By the way, another judge, LINDA SIMPSON, is restarting My Comrade, her East Village gay political mag, with a testy test issue. If that publication doesn’t get some appetizing dirt on Diesel, I’m gonna hurl again, folks.


The King and Oy

Fire, ice, and horses are the stars of King Arthur—along with the large appendage of a character who describes it as “too much to handle. It’s like a baby’s arm holding an apple.” I used it to vault to the after-party at the Cathedral of St. John the Divine, where Renaissance Faire types served glogg (and apples) as I asked spunky co-star KEIRA KNIGHTLEY if she feels the movie is basically Camelot without songs. “It is not like Camelot at all,” balked Knightley, “but you can have a Camelot legend and you can have this movie. Variety is what we live for!” No, I prefer the Hollywood Reporter. “I hate watching myself,” she went on, “but the movie is magically done, so it must be good.” OK—poof!
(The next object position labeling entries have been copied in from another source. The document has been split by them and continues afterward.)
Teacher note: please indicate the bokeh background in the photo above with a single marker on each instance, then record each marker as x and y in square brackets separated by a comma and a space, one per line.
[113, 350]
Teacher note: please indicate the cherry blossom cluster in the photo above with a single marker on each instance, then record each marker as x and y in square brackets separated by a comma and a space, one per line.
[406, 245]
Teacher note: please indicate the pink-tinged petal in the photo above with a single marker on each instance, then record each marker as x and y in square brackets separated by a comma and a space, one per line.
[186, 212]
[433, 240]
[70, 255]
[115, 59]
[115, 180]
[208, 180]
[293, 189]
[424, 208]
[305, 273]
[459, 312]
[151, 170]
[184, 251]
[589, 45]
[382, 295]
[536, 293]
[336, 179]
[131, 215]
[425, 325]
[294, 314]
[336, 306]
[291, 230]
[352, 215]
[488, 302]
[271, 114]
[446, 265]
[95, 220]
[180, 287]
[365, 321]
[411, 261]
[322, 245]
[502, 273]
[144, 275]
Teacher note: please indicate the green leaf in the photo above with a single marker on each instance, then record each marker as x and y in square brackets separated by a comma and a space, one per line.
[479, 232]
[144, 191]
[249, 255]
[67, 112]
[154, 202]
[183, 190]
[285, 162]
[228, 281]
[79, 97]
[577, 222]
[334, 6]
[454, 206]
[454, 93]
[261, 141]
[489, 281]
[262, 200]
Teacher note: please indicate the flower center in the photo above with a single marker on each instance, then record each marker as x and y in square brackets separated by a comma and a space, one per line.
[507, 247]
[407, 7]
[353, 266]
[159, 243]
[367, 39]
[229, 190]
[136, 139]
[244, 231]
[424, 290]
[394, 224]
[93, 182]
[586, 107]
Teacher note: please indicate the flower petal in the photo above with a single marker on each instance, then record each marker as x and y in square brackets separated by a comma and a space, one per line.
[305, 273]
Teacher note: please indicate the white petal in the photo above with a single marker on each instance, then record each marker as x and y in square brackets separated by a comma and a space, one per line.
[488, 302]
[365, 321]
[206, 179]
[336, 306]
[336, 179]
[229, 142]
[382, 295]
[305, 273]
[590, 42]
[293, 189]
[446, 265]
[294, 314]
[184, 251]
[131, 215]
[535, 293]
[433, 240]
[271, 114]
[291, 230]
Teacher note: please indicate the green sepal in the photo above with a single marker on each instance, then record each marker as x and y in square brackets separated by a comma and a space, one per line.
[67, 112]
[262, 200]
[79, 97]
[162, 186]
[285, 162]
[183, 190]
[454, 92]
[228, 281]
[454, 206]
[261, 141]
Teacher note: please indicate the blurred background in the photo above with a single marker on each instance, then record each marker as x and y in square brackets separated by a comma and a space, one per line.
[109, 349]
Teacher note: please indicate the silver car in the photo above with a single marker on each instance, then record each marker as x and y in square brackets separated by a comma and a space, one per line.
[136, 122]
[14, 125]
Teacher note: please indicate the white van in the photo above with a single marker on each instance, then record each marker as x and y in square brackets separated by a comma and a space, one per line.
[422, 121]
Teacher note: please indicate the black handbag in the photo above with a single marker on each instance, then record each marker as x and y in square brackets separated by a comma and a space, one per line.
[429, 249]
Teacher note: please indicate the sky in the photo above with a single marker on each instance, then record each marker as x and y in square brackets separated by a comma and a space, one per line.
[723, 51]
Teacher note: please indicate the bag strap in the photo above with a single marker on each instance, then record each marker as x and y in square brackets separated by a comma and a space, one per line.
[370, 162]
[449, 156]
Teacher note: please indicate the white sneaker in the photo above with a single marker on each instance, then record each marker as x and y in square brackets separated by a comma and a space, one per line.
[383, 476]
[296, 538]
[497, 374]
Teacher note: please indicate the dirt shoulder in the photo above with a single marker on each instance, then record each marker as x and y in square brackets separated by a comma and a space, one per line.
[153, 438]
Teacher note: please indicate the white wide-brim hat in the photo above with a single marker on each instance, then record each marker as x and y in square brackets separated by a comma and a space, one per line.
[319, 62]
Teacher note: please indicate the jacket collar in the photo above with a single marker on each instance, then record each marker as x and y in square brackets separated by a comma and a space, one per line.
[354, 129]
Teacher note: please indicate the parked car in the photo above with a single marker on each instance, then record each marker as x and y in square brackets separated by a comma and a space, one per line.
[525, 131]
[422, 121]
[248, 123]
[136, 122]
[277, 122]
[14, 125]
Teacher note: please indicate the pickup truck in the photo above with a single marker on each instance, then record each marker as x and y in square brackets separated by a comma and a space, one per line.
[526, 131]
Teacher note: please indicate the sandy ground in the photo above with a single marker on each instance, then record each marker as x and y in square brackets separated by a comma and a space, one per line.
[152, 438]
I vaulted back into the present by wandering into SCOTT NEVINS‘s Broadway night at Therapy, where Taboo‘s EUAN MORTON was spewing fire and ice, telling the crowd, “I pay taxes so Bush can kill innocent people. I should be a citizen!” I don’t know if Morton’s hung like a baby’s arm, but he definitely has wonderful balls.

And so do the fun patrons at Marie’s Crisis, where you drunkenly belt out Vin Diesel-ish show tunes while praying no one catches you there. Alas for him, I instantly spotted the aforementioned Jeff Whitty, who gamely squealed, “It’s my first time!” Yeah, and I’m straight!